CodeKata Four: Data Munging

Dave's specification: http://blogs.pragprog.com/cgi-bin/pragdave.cgi/Practices/Kata/KataFour.rdoc

Mmm, parsing problems. This is easy stuff, using pretty standard UNIX tools. No fancy-schmancy Python needed here; /bin/sh and awk are good enough for this kind of thing.

  • Weather data parser: codekata/4/weather.sh
    • Time spent:
      • Probably 10-15 minutes doing a rough cut, then a few more minutes cleaning up the interface.
    • Comments:
      • This is trivial stuff that system administrators do fairly regularly, so it's probably an unfair exercise for me; parsing formatted data is my day-to-day.
  • Soccer data parser: codekata/4/soccer.sh
    • Time spent:
      • Because it was a big cut-and-paste of the original code with a couple of small changes, probably only about three minutes.
    • Comments:
      • Since the first table parser was basically identical to what I needed to do here, implementation was trivial.
  • Combined parser: codekata/4/both.sh
    • Time spent:
      • 10-15 minutes.
    • Comments:
      • This was actually harder than just reusing the original version, because of the tools I chose to use; sh and awk scripts don't lend themselves well to "good programming practices". ;-) A little creative substitution, and we were all set.

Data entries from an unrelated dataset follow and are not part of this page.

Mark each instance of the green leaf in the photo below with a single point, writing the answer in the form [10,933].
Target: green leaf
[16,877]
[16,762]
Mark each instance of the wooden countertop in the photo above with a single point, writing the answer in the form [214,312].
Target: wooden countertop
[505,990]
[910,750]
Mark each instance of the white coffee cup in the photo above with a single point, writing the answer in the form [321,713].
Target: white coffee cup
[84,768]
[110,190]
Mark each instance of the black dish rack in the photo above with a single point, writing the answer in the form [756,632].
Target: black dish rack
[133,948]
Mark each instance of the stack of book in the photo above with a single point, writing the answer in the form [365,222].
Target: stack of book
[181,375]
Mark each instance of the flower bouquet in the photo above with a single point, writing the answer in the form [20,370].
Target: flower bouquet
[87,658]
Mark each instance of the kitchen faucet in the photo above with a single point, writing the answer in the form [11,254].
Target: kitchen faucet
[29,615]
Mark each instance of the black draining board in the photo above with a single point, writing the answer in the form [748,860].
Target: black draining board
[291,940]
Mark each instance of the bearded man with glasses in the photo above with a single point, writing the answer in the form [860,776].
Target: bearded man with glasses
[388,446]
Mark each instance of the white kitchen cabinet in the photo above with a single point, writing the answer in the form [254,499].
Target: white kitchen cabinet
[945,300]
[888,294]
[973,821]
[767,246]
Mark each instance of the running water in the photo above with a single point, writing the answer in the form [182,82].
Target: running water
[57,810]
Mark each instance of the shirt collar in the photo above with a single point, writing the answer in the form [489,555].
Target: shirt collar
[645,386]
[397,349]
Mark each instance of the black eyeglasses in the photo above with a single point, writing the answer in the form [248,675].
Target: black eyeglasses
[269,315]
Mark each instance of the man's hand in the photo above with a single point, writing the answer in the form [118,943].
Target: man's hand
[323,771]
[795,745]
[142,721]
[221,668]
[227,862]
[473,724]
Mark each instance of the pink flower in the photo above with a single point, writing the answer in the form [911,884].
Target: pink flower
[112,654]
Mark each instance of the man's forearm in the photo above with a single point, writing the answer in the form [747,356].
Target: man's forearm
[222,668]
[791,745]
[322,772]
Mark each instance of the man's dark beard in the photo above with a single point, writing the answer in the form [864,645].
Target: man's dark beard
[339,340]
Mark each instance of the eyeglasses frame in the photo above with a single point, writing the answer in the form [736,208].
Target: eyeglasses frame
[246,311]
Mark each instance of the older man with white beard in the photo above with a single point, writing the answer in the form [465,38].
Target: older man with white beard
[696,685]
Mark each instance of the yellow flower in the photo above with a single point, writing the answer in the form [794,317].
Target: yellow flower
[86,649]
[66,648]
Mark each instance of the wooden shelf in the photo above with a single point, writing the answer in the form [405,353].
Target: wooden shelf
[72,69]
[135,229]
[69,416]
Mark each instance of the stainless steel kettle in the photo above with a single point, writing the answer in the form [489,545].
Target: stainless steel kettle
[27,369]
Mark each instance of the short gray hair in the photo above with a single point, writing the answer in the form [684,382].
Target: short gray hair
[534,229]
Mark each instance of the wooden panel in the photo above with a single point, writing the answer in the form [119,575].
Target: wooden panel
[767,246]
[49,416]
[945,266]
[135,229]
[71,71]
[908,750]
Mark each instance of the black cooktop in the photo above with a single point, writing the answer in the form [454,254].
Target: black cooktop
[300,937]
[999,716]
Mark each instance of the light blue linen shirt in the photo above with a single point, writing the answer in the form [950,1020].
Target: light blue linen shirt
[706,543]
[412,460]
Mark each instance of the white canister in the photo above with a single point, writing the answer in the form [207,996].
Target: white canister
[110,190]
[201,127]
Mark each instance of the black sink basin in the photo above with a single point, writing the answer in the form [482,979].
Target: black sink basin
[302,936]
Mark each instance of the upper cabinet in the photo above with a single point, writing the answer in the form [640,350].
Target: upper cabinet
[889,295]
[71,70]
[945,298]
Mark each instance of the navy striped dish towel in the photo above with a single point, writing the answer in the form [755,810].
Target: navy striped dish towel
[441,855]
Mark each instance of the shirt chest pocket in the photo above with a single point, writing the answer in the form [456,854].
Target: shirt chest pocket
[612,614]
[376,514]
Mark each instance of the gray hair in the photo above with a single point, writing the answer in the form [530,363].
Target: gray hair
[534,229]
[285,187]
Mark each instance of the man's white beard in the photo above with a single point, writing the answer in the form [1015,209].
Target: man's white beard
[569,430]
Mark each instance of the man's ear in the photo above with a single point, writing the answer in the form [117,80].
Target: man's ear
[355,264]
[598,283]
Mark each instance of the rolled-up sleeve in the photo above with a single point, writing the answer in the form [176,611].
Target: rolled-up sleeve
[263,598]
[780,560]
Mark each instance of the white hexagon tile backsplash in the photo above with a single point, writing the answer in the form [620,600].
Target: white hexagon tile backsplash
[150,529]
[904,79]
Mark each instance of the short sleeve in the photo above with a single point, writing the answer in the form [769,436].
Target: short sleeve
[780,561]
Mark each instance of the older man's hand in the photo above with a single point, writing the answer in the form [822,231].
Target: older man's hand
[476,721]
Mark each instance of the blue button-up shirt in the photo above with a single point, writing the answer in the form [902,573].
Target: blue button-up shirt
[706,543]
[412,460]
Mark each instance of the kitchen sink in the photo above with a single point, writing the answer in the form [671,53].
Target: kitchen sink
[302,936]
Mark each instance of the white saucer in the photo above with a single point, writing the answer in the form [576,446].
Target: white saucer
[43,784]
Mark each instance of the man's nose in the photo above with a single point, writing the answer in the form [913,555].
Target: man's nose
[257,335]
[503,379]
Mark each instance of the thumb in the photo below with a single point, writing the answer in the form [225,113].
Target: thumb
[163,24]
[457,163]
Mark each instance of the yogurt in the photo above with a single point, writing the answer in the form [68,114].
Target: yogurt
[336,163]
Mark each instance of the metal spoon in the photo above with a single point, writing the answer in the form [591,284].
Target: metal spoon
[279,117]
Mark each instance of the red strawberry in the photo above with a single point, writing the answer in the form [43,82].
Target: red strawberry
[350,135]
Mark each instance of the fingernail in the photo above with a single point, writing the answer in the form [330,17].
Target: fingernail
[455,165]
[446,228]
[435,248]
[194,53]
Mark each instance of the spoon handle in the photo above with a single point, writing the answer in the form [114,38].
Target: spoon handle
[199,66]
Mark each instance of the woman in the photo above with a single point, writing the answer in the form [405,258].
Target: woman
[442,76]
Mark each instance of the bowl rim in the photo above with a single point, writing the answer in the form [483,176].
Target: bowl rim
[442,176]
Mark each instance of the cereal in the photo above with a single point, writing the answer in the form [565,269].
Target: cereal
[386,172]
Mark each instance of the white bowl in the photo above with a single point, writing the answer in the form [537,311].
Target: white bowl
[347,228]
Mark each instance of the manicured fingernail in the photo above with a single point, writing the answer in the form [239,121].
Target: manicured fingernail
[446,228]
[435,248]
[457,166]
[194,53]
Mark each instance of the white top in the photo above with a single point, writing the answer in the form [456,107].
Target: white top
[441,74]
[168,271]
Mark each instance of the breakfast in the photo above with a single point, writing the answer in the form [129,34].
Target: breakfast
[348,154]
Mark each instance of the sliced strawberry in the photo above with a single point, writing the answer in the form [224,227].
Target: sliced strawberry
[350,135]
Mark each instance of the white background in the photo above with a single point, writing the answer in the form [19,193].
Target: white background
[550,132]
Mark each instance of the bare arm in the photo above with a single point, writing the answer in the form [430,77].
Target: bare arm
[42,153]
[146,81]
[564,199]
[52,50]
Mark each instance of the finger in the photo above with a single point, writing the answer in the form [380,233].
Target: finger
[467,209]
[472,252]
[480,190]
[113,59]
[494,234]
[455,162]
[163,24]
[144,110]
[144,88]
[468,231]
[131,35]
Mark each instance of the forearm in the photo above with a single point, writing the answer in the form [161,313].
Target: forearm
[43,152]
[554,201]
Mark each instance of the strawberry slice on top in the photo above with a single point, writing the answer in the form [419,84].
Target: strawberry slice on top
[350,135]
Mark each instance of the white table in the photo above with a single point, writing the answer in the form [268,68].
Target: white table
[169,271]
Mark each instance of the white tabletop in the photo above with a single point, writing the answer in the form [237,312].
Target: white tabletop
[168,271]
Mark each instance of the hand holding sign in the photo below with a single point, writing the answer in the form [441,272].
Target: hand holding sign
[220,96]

Answers to Dave's questions:

  1. Using sh and awk made it a little less convenient to merge the two later. Had I known in advance (or read ahead), I would probably have picked Perl, Python, or something a little more "all-in-one", rather than using a set of disconnected tools to do it (in this case, sh handling the interface, and awk handling the heavy lifting).
  2. The second program wasn't just inspired by the first: it was practically a cut-and-paste.
  3. The programs suffered from the additional refactoring here. I really just obfuscated things for very little value (the original scripts were 27-28 lines each, and that's with some thought given to user interface; the core awk script is only 18 lines long). That being said, adding additional parsers to this is prety easy now, since we have a simple definition for the "business rules" of the data: header length, columns to compare, and column to output. Add a few extra things (field separators, line separators, etc), and you'd...well, you'd have awk, which I think was my original point. ;-)

An interesting thing about this was that the combination of awk for processing, sh for interface, and the data definition provided by Dave gives us a pretty low-tech version of MVC. Well, isn't that interesting; even my old-school UNIX tools can fit into whatever modern best-practices model-of-choice gimmick-widget we're using today. :-)